Per l’architetto e per il velista Giorgio Saba la curiosità coincide col cambio di rotta su di una carta nautica perfettamente orientata, mentre per il proffessor Saba solo alcuni studenti sono in grado di immaginare, altri di sapersi fidare dell’istinto, altri ancora di unire le due cose. Non esiste un unico modo per l’esperienza dell’apprendimento ma è in questo modo che il suo libro nasce, nonostante sia poco pubblicizzato, in soli otto mesi esaurisce la prima edizione e ora sta per esaurire la seconda.
Da ragazzo suonava in un gruppo dal nome che oggi risulterebbe straordinariamente mediatico, loro erano I Santamonica, facevano cover dei Jethro Tall - «Poi il gruppo si è sciolto, nei primi anni Settanta facevamo del progressive rock ed eravamo anche molto bravi oltre che molto affiatati ma, purtroppo, non abbiamo sfondato, poi sono passato agli Shardana: eravamo in cinque, il tastierista Franco Corda, un orecchio assoluto, ha avuto un grande successo ma all’estero.»
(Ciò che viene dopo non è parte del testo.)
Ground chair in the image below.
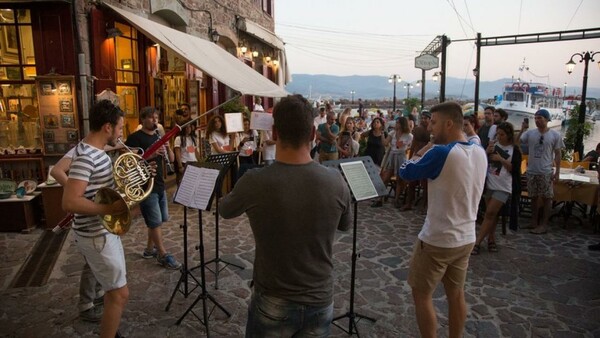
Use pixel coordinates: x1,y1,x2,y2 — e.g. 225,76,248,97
573,161,590,170
560,160,573,169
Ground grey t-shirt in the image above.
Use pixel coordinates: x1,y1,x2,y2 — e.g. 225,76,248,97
219,162,352,306
521,128,565,175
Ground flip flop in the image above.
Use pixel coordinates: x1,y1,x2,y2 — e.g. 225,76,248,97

Spesso si trova all’associazione S’Atza, un circolo culturale impegnato nella diffusione e salvaguardia della cultura sarda, si confronta con il professore di geofisica Gaetano Ranieri, col quale discute sulle infinite possibilità di fraintendimento che la storia può fornire. Per esempio, sulla supposizione che i giganti di Mont’è Prama si ergessero come sentinelle appoggiate all’ingresso di uno stadio. Rinvenuti in un’area limitata, quasi a dimostrazione di essere ricoverati in una zona di rimessaggio se non addirittura di smaltimento, secondo i due studiosi non erano delle statue funerarie, come sostengono le accreditate fonti archeologiche.